Abnormale Belastungen können zu einer Verstärkung
dieses natürlichen Alterungsprozesses führen, was die
Lebensdauer der Isolation stark verkürzen kann. Aus
diesem Grund ist es ratsam, regelmäßig zu prüfen, ob ein
verstärkter Alterungsprozess stattfindet, und, wenn möglich,
festzustellen, ob die Auswirkungen reversibel sind oder nicht.
Der Zweck der diagnostischen Isolationsprüfung ist:
Identifizierung eines verstärkten
n
Alterungsprozesses.
Identifizierung der Ursache dieser Alterung.
n
Identifizierung, wenn möglich, der geeignetsten
n
Maßnahmen zur Korrektur des Zustands.
In ihrer einfachsten Form ist die diagnostische Prüfung
eine „Stichprobenprüfung". Der größte Teil elektrischen
Wartungspersonals hat Stichproben durchgeführt, bei
denen eine Spannung an die Isolation angelegt und ein
Widerstand gemessen wird. Die Diagnose beschränkt sich
in diesem Fall auf „die Isolation ist gut" oder „die Isolation
ist schlecht". Aber was tun wir, nachdem wir diese Diagnose
erstellt haben? Es ist etwa so, als ob Sie mit einem starken
Husten zum Arzt gehen und der Arzt einfach sagt:„Sie
haben einen starken Husten". Sie wären nicht zufrieden,
wenn Sie nur diese Information erhielten. Sie erwarten, dass
der Arzt/die Ärztin Sie untersucht, ein paar Tests durchführt
und Ihnen sagt, warum Sie einen starken Husten haben und
was Sie tun müssen, um den Husten zu behandeln.
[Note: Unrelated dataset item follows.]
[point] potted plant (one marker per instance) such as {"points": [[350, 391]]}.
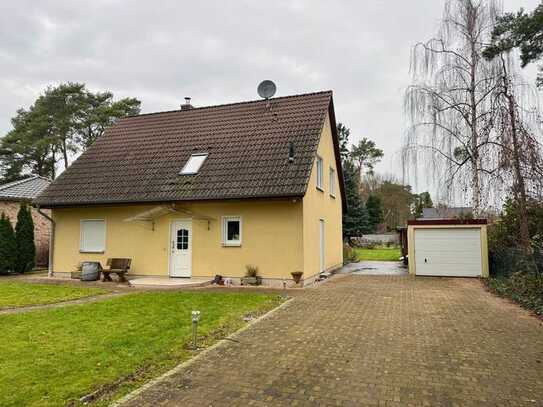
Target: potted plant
{"points": [[297, 276], [251, 276]]}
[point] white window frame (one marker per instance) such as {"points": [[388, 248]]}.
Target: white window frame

Bei der Isolationsprüfung ist die alleinige
Stichprobenprüfung das Äquivalent einer ärztlichen
Feststellung, die besagt, ob es Ihnen gut geht oder ob
Sie krank sind. Das sind sehr geringfügige Informationen.
Dies ist die Art der Prüfung, die normalerweise auf
Niederspannungsschaltungen angewendet wird, bei denen
die Kosten eines Ausfalls gering sind und die Geräte einfach
und kostengünstig ausgetauscht werden können. Da es sich
bei den zu prüfenden Geräten um Niederspannungsgeräte
handelt, werden diese Prüfungen in der Regel mit einer
Prüfspannung von 500 oder 1000 V durchgeführt und sind
dem gesamten elektrischen Wartungspersonal bekannt.
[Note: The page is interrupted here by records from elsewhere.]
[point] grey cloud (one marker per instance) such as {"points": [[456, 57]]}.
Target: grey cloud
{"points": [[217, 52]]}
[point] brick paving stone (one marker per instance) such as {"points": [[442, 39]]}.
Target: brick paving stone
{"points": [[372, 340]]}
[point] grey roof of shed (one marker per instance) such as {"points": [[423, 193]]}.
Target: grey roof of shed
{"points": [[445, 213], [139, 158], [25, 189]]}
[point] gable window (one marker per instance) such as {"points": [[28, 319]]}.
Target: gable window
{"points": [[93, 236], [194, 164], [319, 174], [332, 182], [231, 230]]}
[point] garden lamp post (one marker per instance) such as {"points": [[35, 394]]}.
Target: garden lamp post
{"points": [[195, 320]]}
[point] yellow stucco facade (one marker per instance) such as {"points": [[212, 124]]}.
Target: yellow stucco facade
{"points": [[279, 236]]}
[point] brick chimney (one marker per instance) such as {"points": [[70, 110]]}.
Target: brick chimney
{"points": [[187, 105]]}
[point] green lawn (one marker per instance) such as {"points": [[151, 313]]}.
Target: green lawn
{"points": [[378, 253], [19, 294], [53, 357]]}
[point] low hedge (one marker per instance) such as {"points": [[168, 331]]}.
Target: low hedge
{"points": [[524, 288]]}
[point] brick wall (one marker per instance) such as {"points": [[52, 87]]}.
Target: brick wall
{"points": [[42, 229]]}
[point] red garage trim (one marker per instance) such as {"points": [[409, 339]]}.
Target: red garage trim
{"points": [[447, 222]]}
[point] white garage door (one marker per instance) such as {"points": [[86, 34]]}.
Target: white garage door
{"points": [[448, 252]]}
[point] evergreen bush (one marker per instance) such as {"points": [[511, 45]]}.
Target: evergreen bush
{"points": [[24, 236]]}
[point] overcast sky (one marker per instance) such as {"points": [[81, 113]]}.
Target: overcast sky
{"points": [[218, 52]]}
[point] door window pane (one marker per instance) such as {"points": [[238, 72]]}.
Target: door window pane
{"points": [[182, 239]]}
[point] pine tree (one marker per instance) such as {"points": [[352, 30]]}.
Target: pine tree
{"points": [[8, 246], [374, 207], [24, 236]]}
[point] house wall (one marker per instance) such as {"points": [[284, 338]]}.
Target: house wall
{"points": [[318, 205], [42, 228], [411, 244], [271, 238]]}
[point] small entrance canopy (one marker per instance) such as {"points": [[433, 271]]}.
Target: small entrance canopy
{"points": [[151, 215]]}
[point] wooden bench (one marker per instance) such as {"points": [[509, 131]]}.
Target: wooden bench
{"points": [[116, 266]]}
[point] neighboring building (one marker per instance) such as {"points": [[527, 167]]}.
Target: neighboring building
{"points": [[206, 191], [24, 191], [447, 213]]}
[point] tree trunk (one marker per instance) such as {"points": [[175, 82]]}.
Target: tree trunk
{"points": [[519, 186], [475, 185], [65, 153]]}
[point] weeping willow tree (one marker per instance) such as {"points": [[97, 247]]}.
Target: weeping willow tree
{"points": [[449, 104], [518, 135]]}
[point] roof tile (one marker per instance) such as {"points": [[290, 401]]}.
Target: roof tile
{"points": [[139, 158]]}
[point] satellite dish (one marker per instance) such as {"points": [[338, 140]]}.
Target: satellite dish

Wenn der Arzt/die Ärztin jedoch die Ergebnisse seiner
Untersuchung notiert und mit den vorigen vergleicht,
kann sich ein Verlauf abzeichnen, der zur Verschreibung
von Medikamenten führen könnte. Werden also
Isolationswiderstands-Messwerte aufgezeichnet und mit
zuvor ermittelten Werten verglichen, kann möglicherweise
ein Trend erkennbar sein, und gegebenenfalls sind
Abhilfemaßnahmen erforderlich.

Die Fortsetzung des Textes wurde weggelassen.